Now I want to find convergence of a sequence:

$$ \lim_{n \to \infty} \sqrt[n]{4^n + 5^n}$$

Now I am pretty sure I have solved this using logic on inspection: $4^n \ll 5^n$ as $n\rightarrow\infty$, hence $\sqrt[n]{4^n + 5^n}=\sqrt[n]{ 5^n} = 5$

Now I could go from here with an epsilon delta proof(maybe), but I can't see how I can Mathematically find this value without intuition(that may be wrong).
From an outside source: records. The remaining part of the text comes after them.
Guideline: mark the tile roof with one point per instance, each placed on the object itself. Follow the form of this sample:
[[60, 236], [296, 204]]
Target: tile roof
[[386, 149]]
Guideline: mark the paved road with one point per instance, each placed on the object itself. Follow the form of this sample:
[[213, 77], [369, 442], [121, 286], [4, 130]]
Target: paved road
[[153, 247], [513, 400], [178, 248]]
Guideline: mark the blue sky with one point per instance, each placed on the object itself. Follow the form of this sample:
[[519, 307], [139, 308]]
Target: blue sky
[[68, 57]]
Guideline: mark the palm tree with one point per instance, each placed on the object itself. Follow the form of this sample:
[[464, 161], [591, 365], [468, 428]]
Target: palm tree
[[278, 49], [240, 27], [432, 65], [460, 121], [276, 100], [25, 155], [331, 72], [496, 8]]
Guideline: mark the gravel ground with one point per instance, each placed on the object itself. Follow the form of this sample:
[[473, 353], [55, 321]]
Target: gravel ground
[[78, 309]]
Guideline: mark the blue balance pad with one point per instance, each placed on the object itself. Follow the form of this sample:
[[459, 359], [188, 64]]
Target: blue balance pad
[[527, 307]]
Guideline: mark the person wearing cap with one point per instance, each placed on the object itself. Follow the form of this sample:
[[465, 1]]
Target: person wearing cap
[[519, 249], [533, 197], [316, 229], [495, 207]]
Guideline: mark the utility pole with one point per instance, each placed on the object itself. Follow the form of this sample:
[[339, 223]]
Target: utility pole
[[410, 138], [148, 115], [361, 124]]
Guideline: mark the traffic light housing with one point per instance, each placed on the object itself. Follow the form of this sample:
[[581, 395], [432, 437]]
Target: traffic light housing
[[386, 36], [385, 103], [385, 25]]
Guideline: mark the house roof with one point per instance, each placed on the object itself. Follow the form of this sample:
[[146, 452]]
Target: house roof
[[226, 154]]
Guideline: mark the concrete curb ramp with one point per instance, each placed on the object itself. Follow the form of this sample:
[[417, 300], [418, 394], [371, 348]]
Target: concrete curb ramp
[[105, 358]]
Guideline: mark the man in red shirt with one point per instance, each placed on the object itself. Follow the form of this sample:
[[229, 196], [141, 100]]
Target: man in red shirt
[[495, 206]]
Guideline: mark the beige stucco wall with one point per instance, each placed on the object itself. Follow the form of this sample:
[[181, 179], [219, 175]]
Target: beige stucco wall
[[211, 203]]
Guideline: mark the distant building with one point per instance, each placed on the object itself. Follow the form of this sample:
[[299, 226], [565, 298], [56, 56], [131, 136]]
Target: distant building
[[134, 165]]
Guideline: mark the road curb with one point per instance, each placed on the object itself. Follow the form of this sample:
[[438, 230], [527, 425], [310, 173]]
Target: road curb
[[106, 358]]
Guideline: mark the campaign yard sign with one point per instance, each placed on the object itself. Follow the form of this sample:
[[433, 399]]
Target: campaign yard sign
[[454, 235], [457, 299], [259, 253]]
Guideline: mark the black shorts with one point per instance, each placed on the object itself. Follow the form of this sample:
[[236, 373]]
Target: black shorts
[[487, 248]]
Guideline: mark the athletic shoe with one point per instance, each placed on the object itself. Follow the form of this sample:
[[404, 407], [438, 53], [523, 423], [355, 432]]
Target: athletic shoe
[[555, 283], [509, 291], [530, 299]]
Any advice would be greatly appreciated!

Note: The title can be edited freely(with relevance of course), I wasn't sure what to label it.

Answer 1

In the same spirit as Fermat, rewrite $$4^n+5^n=5^n \Big(1+(\frac{4}{5})^n\Big)$$ So $$ {\sqrt[n]{4^n + 5^n}}= {\sqrt[n]{5^n(1 + (\frac{4}{5})^n})}=5 \sqrt[n]{1 + (\frac{4}{5})^n}$$ Now, consider the Taylor series of $\sqrt[n]{1+x}$ when $x$ is small; it is given by $$\sqrt[n]{1+x}=1+\frac{x}{n}+O\left(x^2\right)$$ Replace now $x$ by $\Big(\frac{4}{5}\Big)^n$ and you finally end with $${\sqrt[n]{4^n + 5^n}} \simeq 5+\frac{5}{n} \Big(\frac{4}{5}\Big)^n$$

Let us try for a few values of $n$. For $n=10$ the exact value is $5.051256749$ while the approximation is $5.053687091$. For $n=20$ the exact value is $5.002866636$ while the approximation is $5.002882304$.

Answer 2

$$\lim \limits_{n \to \infty} {\sqrt[n]{4^n + 5^n}}=\lim \limits_{n \to \infty} {\sqrt[n]{5^n(1 + (\frac{4}{5})^n})}=5$$ Since $(\frac{4}{5})^{n}$ goes to zero as $n$ tends to infinity. But David Mitra's answer in his comment is more nice!

Answer 3

Another way: log the expression to get $$ \frac{\log (5^n + 4^n)}{n} = \frac{\log 5^n + \log (1+(\frac{4}{5})^n)}{n} \sim \log 5 + \frac{(\frac{4}{5})^n}{n} \to_n \log 5 $$ Now exponentiate and get $5$.